Radiation is emitted by the whole atom, in a single photon with the modified energy. There is no "wave from the proton".

The problem is very similar to the classical Kepler problem and the transition from a 2-body system to a 1-body system.

 

[jaumzaum]

There is no work done, you cannot switch between a proton at rest and a moving proton like that.

I didn't understand this, can you explain it better?
Note I said Photon, not proton in:
"work" is positive for the photon
What I mean is that the hf the photon gives to the electron contributes positive for its kinetic energy and the work by the electric force contributes negative to it.

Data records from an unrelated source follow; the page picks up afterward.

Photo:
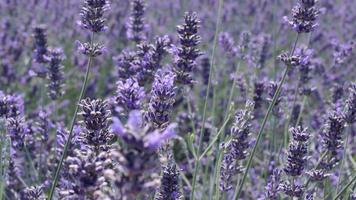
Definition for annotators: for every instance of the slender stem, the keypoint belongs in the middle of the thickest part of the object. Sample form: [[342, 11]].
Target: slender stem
[[196, 168], [345, 188], [301, 110], [215, 138], [238, 188], [81, 95], [316, 166], [343, 159]]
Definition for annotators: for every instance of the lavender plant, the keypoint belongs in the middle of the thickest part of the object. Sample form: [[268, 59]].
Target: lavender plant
[[139, 113]]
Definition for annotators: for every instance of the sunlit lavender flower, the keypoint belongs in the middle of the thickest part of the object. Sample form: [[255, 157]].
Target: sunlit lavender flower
[[304, 16], [159, 49], [305, 69], [187, 54], [91, 50], [259, 89], [297, 152], [144, 62], [40, 44], [259, 50], [55, 74], [15, 129], [350, 107], [92, 18], [129, 94], [205, 69], [236, 149], [125, 65], [272, 88], [169, 189], [11, 105], [162, 99], [244, 44], [290, 61], [272, 188], [33, 193], [292, 190], [138, 161], [86, 173], [317, 174], [136, 24], [227, 43], [332, 132], [96, 118], [92, 15]]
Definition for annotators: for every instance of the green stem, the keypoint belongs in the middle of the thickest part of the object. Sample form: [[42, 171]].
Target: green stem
[[343, 159], [301, 111], [81, 95], [345, 188], [260, 133], [316, 166], [238, 188], [196, 168]]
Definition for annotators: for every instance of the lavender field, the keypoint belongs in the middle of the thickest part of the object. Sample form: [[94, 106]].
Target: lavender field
[[177, 99]]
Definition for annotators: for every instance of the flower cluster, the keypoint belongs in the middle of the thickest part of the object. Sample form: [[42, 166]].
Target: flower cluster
[[188, 52], [236, 149], [138, 160], [55, 74], [304, 16], [169, 189], [96, 118], [92, 15], [136, 25], [129, 94], [162, 99]]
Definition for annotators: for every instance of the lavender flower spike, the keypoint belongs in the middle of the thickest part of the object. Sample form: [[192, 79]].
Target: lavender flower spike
[[304, 16], [129, 94], [92, 15], [55, 74], [188, 52], [350, 108], [162, 99], [236, 149], [136, 25], [169, 189]]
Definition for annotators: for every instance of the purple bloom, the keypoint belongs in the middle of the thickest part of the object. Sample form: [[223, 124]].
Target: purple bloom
[[350, 107], [136, 25], [304, 16], [129, 94], [40, 44], [55, 74], [169, 189], [297, 152], [187, 54], [96, 118], [236, 149], [92, 15], [272, 188], [162, 99]]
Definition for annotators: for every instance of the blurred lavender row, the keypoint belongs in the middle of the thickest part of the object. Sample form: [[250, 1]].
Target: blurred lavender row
[[180, 99]]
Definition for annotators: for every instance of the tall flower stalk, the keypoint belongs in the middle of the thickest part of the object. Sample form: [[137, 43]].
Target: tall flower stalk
[[92, 18], [303, 20]]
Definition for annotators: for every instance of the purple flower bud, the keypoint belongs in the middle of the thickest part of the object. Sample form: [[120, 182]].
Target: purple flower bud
[[92, 15], [136, 25], [187, 54], [304, 16], [129, 94], [169, 189], [162, 99], [55, 74]]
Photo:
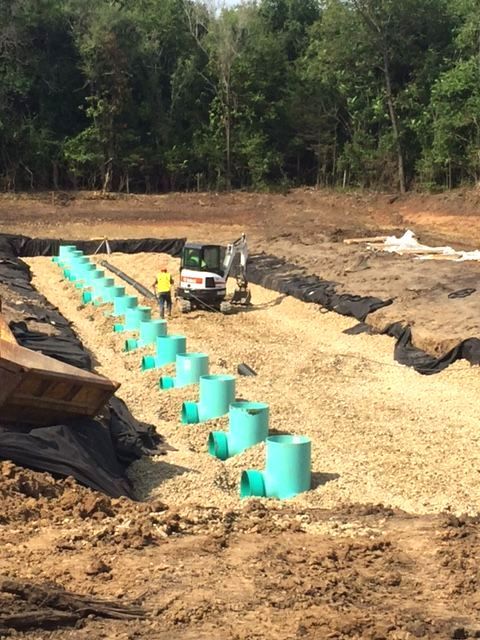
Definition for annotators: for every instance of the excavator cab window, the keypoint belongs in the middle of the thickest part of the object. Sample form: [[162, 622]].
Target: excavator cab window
[[202, 258]]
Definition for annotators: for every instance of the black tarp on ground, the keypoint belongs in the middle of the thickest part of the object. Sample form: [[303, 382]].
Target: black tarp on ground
[[406, 353], [31, 247], [95, 452], [284, 277], [279, 275]]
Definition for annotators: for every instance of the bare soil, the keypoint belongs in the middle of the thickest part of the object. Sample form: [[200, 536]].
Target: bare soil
[[200, 562], [306, 227]]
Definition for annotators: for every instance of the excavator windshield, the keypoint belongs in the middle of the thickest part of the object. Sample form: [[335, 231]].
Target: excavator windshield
[[202, 258]]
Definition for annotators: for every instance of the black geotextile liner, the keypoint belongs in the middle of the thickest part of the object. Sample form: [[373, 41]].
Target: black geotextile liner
[[31, 247], [95, 452], [277, 274]]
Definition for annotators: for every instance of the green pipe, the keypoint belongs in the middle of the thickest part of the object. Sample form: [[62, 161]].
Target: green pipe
[[189, 368], [248, 425], [288, 469], [110, 293], [149, 332], [133, 318], [168, 347], [92, 276], [216, 394], [83, 276], [120, 305], [100, 287], [75, 268]]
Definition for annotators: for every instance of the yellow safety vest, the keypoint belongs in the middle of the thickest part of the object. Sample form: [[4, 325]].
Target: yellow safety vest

Radiation is emitted by the whole atom, in a single photon with the modified energy. There is no "wave from the proton".

So the energy that would be emitted by the nucleus only add to the energy ithat would be emitted by the electron only, in a single photon? Why this happens?

 

[mfb]

Note I said Photon, not proton in:

Oh sorry, I misread that.
Well, in that case: Work is not a useful concept here. Use energy.
The atom emits a photon and loses the corresponding energy.
A reduced energy of the atom corresponds to a higher kinetic energy of the electron, and a lower potential energy.

So the energy that would be emitted by the nucleus only add to the energy ithat would be emitted by the electron only, in a single photon? Why this happens?

Quantum mechanics. You have to consider the whole system for the process, as those energy states are a property of the whole system as well.

 

[Nickie]

Thank you for sharing your work and thought process on this problem. It is clear that you have a strong understanding of the Bohr model and the equations involved. Your approach seems sound and the calculations appear to be correct.

In regards to your question about the special name for the waves emitted by the nucleus during atomic electron transitions, these are known as X-rays. They were first discovered by Wilhelm Röntgen in 1895 and are often used in medical imaging and industrial applications due to their ability to penetrate materials. However, in the context of the Bohr model, these X-rays are a result of the high energy transitions of the electron between energy levels and the subsequent emission of photons.

Overall, your work appears to be correct and well thought out. Keep up the good work in your studies of the Bohr model and its applications.